We begin today’s roundup with The New York Times and its editorial on the new GOP tax plan:
With their new bill that would slash taxes on the wealthy and blow up the federal budget deficit, House Republicans and President Trump are making it absolutely clear whom they are working for — the top 1 percent — and whom they consider dispensable. Well, that’s pretty much everybody else…It will take experts weeks to fully analyze the House tax bill, but what we already know is frightening enough. No Republican who cares about fairness, economic sense and the financial health of the government can support with a clear conscience this shameless wealth transfer.

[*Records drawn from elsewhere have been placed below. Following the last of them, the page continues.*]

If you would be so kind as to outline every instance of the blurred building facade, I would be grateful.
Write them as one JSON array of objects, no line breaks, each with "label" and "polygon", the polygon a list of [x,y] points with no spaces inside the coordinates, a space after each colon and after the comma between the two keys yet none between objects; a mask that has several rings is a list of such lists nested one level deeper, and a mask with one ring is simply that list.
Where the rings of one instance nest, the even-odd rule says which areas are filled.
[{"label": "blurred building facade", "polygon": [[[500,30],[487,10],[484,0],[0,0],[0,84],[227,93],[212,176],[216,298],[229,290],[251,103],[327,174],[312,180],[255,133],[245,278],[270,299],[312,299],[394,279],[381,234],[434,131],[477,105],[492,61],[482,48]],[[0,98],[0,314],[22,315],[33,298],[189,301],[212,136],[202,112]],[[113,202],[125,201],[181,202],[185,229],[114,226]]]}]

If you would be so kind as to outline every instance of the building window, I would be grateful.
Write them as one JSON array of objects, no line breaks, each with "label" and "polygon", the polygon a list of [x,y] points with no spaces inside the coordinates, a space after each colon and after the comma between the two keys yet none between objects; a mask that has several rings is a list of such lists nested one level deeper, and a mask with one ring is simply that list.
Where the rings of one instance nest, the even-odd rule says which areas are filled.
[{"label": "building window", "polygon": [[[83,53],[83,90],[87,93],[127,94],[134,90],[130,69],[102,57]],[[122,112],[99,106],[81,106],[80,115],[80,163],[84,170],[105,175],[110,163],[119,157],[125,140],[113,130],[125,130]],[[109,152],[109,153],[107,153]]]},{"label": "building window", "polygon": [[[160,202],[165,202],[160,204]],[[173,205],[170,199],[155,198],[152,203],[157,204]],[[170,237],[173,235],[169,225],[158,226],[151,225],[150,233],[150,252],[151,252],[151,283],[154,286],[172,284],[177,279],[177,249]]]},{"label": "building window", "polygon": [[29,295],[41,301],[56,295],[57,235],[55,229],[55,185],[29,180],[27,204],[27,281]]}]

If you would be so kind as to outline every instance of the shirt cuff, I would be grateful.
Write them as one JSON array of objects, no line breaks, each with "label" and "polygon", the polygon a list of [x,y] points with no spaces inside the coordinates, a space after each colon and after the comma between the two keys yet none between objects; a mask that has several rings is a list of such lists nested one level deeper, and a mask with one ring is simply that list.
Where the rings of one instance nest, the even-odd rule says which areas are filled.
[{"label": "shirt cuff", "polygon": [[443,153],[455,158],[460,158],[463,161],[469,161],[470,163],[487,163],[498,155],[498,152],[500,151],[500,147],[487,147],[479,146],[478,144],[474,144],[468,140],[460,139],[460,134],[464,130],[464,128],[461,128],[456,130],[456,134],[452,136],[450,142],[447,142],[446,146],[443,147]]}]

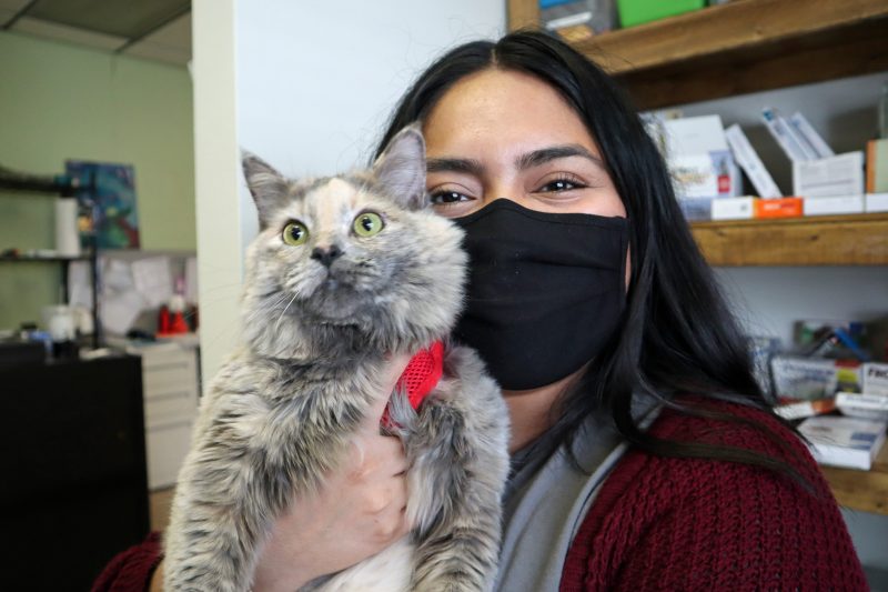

Here is John Cassidy’s take at The New Yorker:
[I]n gauging how the legislation would affect corporations and very wealthy people, we can be definitive: they will benefit hugely. Despite the fact that the bill
the top rate of income tax at 39.6 per cent, it represents a big giveaway to the rich, particularly the very rich. How so? The measure shifts the burden of taxation in the U.S. from corporations, which are largely run and owned by rich people, to households. It cuts the top rate on “pass through” business income—the sort of money generated by sole proprietorships, investment partnerships, and S-corporations—from 39.6 per cent to twenty-five per cent. And it phases out the estate tax, which falls heaviest on the largest estates, starting in 2024. Indeed, according to an analysis by the Committee for a Responsible Federal Budget, fully three-quarters of the over-all tax cuts in the bill are directed at businesses and large estates.